Rather than coming to us for their wheat, Cuba frequently imports it from far-away suppliers like the European Union, Canada and Argentina, at increased shipping cost to them – and a cost to the U.S. wheat industry of more than $40 million per year.
The U.S. wheat industry has long believed the best way to help U.S. wheat growers fully realize sales potential in Cuba is to overturn a change made in 2005 to financing requirements and to lift travel restrictions to allow for the freedom of reciprocal travel between the U.S. and Cuba for all citizens.
Fortunately for American growers and the Cuban people, there’s more hope now that these changes will be made than perhaps ever before.
Many bills have been introduced to clarify the payment rules and ease travel restrictions hamstringing U.S.-Cuba wheat trade. One of them, Agricultural Export Facilitation Act of 2009 (H.R. 1737), focuses on mitigating the effects the agriculture community is feeling and was introduced by one of my home-state guys, Rep. Jerry Moran, a longtime supporter of more open trade with Cuba.
Language on travel and financing was recently passed by Congress in the 2009 omnibus spending bill, which is a coup after many years of it being included and then removed before the bill was approved. While many were disappointed by a written statement from Treasury Secretary Geithner discounting the effect of this language, President Obama’s announcement just this week that the Administration will ease travel and remittance restrictions for Cuban Americans gives us hope that there will ultimately be more changes in Cuba policy.

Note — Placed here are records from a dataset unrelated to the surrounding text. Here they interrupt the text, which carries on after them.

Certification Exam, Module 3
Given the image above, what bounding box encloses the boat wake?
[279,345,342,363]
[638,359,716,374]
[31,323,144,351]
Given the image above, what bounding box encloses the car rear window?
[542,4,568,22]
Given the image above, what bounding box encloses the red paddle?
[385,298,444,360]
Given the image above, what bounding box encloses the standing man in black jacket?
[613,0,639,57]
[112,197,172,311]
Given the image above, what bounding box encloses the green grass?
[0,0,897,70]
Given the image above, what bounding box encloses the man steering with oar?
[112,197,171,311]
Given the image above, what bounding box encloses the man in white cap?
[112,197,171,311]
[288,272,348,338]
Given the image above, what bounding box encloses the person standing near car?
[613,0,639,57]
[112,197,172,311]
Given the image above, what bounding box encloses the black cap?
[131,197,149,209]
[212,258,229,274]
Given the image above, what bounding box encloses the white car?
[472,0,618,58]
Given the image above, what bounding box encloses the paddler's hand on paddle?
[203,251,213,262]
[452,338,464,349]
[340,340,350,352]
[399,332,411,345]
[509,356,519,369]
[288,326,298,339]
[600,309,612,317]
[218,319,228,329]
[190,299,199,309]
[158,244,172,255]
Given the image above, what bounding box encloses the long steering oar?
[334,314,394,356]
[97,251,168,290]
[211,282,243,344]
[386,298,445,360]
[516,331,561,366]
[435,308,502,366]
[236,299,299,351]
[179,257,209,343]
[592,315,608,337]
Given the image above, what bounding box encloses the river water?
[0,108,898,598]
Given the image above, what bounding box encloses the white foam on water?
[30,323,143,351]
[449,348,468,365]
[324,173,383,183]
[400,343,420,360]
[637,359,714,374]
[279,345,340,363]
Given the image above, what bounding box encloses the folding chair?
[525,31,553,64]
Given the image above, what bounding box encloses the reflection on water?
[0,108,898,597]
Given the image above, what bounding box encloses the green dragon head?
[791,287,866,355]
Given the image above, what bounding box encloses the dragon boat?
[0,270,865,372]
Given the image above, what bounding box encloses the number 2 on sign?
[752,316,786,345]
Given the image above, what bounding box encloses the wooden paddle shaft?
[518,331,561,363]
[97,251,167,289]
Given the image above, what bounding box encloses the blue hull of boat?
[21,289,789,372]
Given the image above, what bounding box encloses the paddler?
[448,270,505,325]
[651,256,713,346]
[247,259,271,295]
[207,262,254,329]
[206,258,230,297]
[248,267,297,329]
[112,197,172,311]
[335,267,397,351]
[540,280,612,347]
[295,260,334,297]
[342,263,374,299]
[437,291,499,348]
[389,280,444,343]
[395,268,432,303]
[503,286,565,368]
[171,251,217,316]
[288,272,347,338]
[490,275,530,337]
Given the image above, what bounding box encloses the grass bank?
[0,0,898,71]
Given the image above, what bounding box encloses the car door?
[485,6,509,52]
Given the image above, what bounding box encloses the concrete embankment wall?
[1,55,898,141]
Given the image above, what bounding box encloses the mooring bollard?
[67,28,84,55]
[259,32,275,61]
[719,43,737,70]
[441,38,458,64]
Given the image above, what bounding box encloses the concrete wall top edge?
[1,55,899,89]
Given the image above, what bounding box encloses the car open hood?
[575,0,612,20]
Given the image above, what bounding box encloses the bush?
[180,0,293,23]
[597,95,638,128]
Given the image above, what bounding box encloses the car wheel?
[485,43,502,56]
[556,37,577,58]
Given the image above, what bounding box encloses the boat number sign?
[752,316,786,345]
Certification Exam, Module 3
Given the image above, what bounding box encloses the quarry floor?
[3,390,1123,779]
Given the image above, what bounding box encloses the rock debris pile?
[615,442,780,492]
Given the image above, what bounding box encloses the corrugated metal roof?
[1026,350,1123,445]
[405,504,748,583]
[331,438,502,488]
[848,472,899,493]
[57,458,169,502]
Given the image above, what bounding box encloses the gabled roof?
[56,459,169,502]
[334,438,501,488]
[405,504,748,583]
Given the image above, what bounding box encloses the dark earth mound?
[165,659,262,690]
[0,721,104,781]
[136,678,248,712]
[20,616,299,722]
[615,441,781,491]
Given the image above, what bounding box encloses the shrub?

My daughter and I have been to Cuba and have seen the situation first-hand. We found the people very warm and open with us, eager to visit about life in the U.S. We also saw that Cuban producers lack the tools, equipment and supplies needed to produce food. Their planting and harvesting equipment is very old and in need of repair. Instead, they cultivate small gardens by hand and keep oxen for use in larger fields.
Traveling with a small group of Kansas wheat producers, we also met with Pedro Alvarez, the head of Cuba’s food import company. He was ready and willing to sign an agreement to buy wheat, but our U.S. policy prevented that from happening.
U.S. wheat growers rely on the ability to open and expand international markets. And, from what I saw, the people of Cuba need our wheat and want an open relationship with the U.S. But without some significant policy changes, this relationship can’t be properly nurtured.
They say crazy is doing the same thing over and over and hoping for a different result. The embargo is almost 50 years old and hasn’t yet had the desired effect. In the meantime, we are losing sales and are keeping the Cuban people from being able to access our high-quality food supply, which I believe to be the opposite of humanitarian action.
The time for change on this policy has come.
– McReynolds is a wheat producer in Woodston, Kan.